Marlène Tuininga, La Haye, 1999
Swadyaya : aux sources de l’hindouisme
En Inde, un mouvement de masse transforme les villages par la spiritualité.
I. Swadyaya ou « se connaître soi-même », un mouvement spirituel indien
Opérer une transformation sociale par la spiritualité, tel est le défi que relève, avec autant d’enthousiasme que de discrétion un mouvement de masse indien situé principalement dans la partie Ouest du sous-continent. Et ceci, depuis cinquante ans. Comptant aujourd’hui plus de deux millions de membres, implantés dans environ quinze mille villages, ce mouvement connu sous le nom de Swadyaya (mot sanskrit signifiant : se connaître soi-même) commence aujourd’hui à connaître un début de notoriété. En 1997, en effet, son fondateur Pandurang Athavale, reçut à Londres le célèbre prix Templeton pour le progrès de la religion.

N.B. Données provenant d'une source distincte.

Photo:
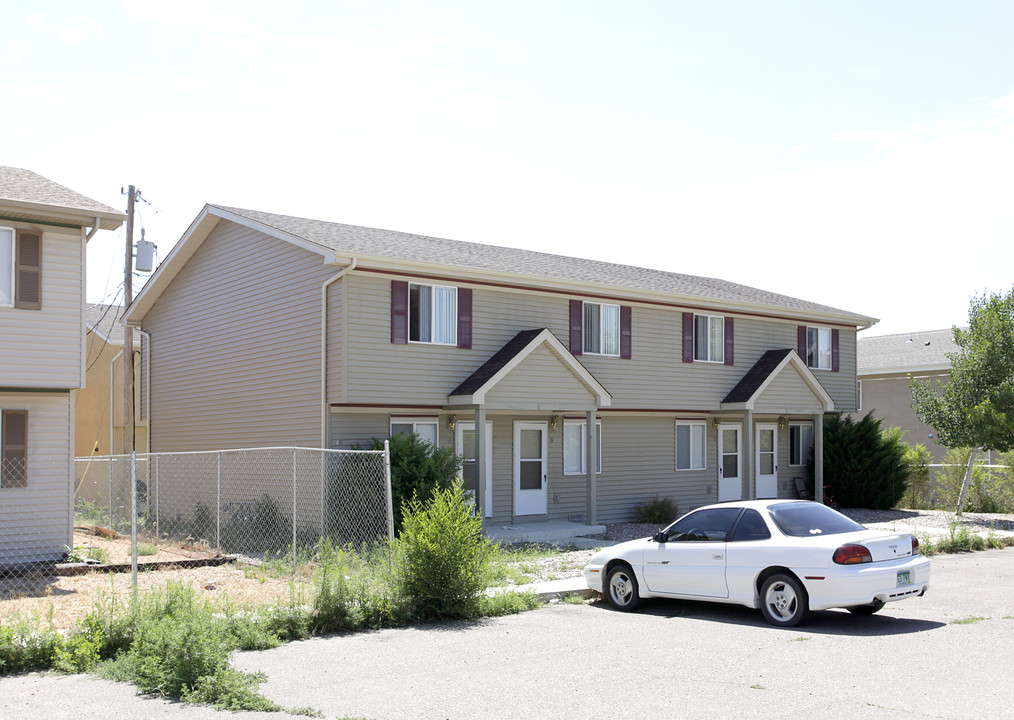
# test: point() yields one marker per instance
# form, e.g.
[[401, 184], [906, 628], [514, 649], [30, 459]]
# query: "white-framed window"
[[432, 313], [800, 443], [691, 445], [709, 339], [6, 267], [818, 348], [575, 447], [425, 428], [601, 329]]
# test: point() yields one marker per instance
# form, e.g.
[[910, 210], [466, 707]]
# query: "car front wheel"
[[621, 589], [784, 601]]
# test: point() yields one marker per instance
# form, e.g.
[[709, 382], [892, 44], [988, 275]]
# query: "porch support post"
[[481, 452], [749, 466], [591, 465], [818, 457]]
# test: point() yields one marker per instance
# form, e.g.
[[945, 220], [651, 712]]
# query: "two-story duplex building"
[[595, 385], [44, 229]]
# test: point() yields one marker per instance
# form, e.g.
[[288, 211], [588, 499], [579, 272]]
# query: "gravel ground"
[[570, 564]]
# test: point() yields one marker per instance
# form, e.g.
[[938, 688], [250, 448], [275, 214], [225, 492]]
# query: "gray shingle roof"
[[351, 239], [27, 187], [907, 350]]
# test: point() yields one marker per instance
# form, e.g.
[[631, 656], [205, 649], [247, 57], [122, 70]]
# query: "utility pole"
[[128, 330]]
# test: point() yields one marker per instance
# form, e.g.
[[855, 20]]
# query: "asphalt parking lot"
[[945, 655]]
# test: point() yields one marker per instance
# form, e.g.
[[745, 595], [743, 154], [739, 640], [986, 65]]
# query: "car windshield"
[[807, 518]]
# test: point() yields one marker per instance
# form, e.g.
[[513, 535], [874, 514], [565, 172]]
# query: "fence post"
[[133, 521], [218, 507], [390, 499]]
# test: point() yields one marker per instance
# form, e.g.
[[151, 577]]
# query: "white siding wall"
[[35, 520], [44, 348], [235, 349]]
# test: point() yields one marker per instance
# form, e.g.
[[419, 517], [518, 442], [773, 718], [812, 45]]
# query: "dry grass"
[[67, 598]]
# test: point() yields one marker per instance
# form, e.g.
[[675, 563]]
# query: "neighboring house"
[[44, 229], [886, 366], [267, 330], [99, 416]]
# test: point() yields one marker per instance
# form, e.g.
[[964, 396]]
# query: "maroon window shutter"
[[625, 332], [729, 344], [399, 311], [28, 271], [834, 350], [577, 321], [687, 337], [464, 318], [14, 449]]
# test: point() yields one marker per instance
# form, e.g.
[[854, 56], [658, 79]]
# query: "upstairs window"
[[432, 313], [601, 329], [709, 339], [20, 269]]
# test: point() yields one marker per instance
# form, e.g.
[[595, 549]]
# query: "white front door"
[[730, 483], [465, 444], [529, 469], [767, 460]]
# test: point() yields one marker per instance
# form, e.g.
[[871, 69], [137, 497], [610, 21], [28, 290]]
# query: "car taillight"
[[852, 555]]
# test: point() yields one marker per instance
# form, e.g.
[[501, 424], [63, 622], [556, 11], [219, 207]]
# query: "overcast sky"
[[859, 154]]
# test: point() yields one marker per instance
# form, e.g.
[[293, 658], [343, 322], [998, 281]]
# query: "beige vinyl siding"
[[540, 382], [35, 520], [235, 346], [655, 376], [44, 348]]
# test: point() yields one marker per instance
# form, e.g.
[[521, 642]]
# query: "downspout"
[[324, 411]]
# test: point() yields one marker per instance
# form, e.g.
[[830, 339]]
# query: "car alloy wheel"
[[621, 588], [784, 600]]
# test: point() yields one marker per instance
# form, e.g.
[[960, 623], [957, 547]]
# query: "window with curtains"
[[818, 346], [6, 267], [709, 338], [601, 329], [432, 313], [575, 447]]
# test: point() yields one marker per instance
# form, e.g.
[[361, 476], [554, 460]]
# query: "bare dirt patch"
[[64, 599]]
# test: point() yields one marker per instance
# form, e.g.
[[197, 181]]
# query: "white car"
[[786, 557]]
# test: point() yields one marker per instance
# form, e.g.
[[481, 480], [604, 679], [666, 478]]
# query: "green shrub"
[[418, 470], [864, 466], [443, 562], [658, 511]]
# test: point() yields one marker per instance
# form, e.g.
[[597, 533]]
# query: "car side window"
[[704, 525], [751, 527]]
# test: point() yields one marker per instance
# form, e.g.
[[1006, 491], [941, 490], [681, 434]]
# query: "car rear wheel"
[[866, 609], [621, 589], [784, 600]]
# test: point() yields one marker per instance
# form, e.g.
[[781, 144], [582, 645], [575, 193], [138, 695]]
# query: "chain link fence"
[[244, 521]]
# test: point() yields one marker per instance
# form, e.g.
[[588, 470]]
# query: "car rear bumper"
[[847, 585]]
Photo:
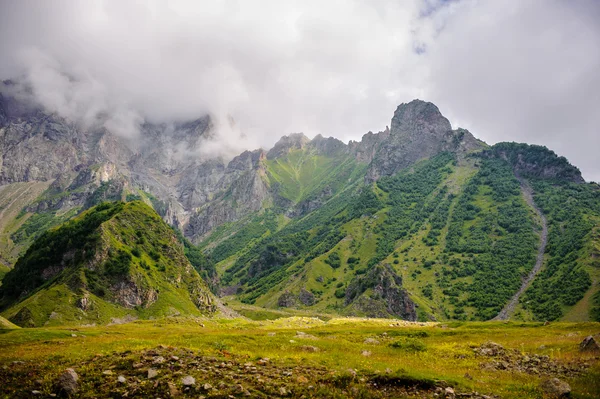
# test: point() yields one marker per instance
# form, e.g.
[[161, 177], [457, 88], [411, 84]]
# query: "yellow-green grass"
[[448, 353]]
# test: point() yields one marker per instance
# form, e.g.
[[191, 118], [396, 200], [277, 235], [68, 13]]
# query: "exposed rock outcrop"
[[387, 297]]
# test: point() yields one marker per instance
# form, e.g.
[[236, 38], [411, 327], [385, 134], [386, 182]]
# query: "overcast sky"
[[509, 70]]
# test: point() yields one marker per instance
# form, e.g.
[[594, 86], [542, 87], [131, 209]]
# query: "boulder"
[[555, 388], [67, 383], [589, 344]]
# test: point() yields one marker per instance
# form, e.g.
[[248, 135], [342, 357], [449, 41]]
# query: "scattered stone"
[[514, 360], [173, 391], [555, 388], [490, 349], [263, 362], [589, 344], [302, 335], [188, 381], [371, 341], [67, 382], [308, 348]]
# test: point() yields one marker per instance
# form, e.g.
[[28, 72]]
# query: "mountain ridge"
[[431, 215]]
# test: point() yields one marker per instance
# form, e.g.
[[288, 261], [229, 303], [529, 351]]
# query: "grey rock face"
[[389, 298], [589, 344], [288, 143], [197, 194], [67, 383], [418, 131]]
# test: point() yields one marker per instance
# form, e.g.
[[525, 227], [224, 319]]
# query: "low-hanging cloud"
[[510, 70]]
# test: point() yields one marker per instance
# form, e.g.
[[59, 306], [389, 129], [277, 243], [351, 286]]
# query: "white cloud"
[[509, 70]]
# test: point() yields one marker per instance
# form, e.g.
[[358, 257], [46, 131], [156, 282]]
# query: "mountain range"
[[418, 221]]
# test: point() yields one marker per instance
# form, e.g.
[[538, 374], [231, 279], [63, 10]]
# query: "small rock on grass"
[[589, 344], [308, 348], [67, 382], [555, 388], [188, 381]]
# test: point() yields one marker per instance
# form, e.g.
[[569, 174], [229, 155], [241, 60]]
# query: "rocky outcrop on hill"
[[418, 131], [535, 161], [379, 293]]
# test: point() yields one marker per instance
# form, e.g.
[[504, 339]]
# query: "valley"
[[300, 356]]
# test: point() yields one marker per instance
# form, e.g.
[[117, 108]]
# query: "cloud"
[[509, 70]]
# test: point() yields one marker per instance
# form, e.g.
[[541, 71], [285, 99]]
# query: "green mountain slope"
[[455, 234], [116, 260]]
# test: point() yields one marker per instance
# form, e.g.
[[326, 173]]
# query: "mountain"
[[114, 261], [417, 221]]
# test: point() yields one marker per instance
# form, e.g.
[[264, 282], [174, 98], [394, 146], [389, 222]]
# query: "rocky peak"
[[329, 146], [418, 131], [418, 118], [287, 143], [247, 160]]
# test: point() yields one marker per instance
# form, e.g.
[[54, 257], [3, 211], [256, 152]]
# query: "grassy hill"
[[115, 261]]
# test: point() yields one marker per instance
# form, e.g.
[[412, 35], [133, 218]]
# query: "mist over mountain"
[[335, 69]]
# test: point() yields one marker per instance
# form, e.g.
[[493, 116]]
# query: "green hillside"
[[114, 261]]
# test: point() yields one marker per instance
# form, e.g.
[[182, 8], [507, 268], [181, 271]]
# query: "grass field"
[[307, 357]]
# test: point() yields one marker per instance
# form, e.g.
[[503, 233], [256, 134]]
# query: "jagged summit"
[[287, 143], [419, 117]]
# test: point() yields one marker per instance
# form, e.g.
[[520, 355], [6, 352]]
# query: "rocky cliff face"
[[195, 193], [379, 293], [418, 131]]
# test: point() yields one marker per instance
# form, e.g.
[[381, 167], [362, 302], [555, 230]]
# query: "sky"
[[510, 70]]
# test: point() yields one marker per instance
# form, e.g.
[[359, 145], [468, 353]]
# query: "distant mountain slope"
[[116, 260], [456, 231], [6, 325], [418, 220]]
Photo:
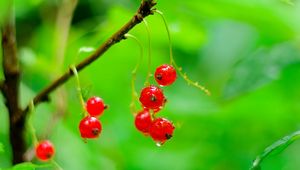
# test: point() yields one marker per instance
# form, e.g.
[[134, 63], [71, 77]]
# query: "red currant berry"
[[95, 106], [44, 150], [90, 127], [165, 75], [152, 97], [161, 130], [143, 121]]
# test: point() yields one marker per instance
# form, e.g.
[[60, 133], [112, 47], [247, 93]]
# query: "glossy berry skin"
[[95, 106], [152, 97], [165, 75], [161, 130], [143, 121], [44, 150], [90, 127]]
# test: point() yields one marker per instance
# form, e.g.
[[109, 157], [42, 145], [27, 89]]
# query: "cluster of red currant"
[[153, 100], [44, 150], [90, 126]]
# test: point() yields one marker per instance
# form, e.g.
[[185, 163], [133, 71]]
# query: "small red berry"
[[143, 121], [95, 106], [165, 75], [90, 127], [152, 97], [44, 150], [161, 130]]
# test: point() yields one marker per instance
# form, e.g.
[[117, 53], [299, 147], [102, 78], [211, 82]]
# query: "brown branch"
[[10, 86], [145, 9]]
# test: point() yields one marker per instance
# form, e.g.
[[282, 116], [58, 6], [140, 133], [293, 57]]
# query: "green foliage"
[[275, 148], [245, 52], [1, 148], [29, 166]]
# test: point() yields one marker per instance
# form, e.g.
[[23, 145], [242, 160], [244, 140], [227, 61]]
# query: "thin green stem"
[[78, 87], [29, 124], [149, 53], [133, 89], [172, 61], [56, 165]]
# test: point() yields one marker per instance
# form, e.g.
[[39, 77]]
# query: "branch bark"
[[145, 9], [10, 87]]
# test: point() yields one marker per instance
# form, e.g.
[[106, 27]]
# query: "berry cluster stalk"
[[78, 87], [134, 94], [172, 61], [11, 85]]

Ni mouvement politique, encore moins secte, Swadyaya, se voulant “holistique”, se situe à la charnière de la recherche spirituelle et de la transformation sociale qui, en Inde, semblait depuis l’assassinat de Gandhi s’être repliée dans la sphère individuelle. D’ailleurs certains “Swadyayens” n’hésitent pas à qualifier leur fondateur de successeur direct de Ghandi : pour eux, celui-ci aurait repris la non violence là où le Mahathma — que le contexte de l’époque avait entraîné sur un terrain trop exclusivement politique — l’avait laissée sur le seuil du sens originel du concept de varadji, la non-violence active par l’amour.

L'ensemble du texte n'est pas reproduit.